目前,我会将 OGR 描述为编码不可知论和无知。这意味着,OGR 确实会获取它所得到的信息,并且无需任何处理就将其发送出去。OGR 使用 char 类型来操作文本数据。这对于处理多字节编码的字符串(如 UTF-8)来说很好——它只是一个存储为 char 元素数组的普通字节流。
It is advised that developers of OGR drivers should return UTF-8 encoded strings of attribute values, however this rule has not been widely adopted across OGR drivers, thus making this functionality not end-user ready yet.
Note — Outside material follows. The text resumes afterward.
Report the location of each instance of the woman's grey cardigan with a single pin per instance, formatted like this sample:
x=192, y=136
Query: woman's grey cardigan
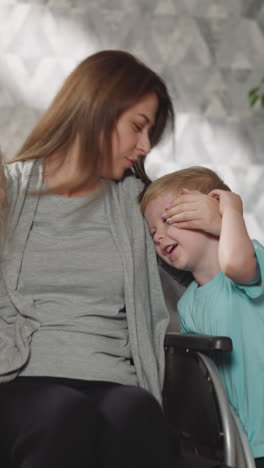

建议 OGR 驱动程序的开发人员应返回 UTF-8 编码的属性值字符串,但是此规则尚未在 OGR 驱动程序中广泛采用,因此该功能尚未为最终用户准备好。
回答by Sylvain
You need to write your command line like this :
您需要像这样编写命令行:
PGCLIENTENCODING=LATIN1 ogr2ogr -f PostgreSQL PG:"dbname=...
回答by Roberto Marzocchi
On windows a command is
在 Windows 上,一个命令是
SET PGCLIENTENCODING=LATIN1
设置 PGCLIENTENCODING=LATIN1
On linux
在 linux 上
export PGCLIENTENCODING=LATIN1
导出 PGCLIENTENCODING=LATIN1
or
或者
PGCLIENTENCODING=LATIN1
PGCLIENTENCODING=LATIN1
Moreover this discussion help me:
此外,这个讨论对我有帮助:
On windows
在窗户上
SET PGCLIENTENCODING=LATIN1 ogr2ogr...
SET PGCLIENTENCODING=LATIN1 ogr2ogr...
do not give me any error, but ogr2ogr do not works...I need to change the system variable (e.g. System--> Advanced system settings--> Environment variables -->New system variable) reboot the system and then run
不要给我任何错误,但 ogr2ogr 不起作用...我需要更改系统变量(例如系统--> 高级系统设置--> 环境变量--> 新系统变量)重新启动系统然后运行
ogr2ogr...
ogr2ogr...
回答by Sivaguru
I solved this problem using this command:
我使用以下命令解决了这个问题:
pg_restore --host localhost --port 5432 --username postgres --dbname {DBNAME} --schema public --verbose "{FILE_PATH to import}"
I don't know if this is the right solution, but it worked for me.
我不知道这是否是正确的解决方案,但它对我有用。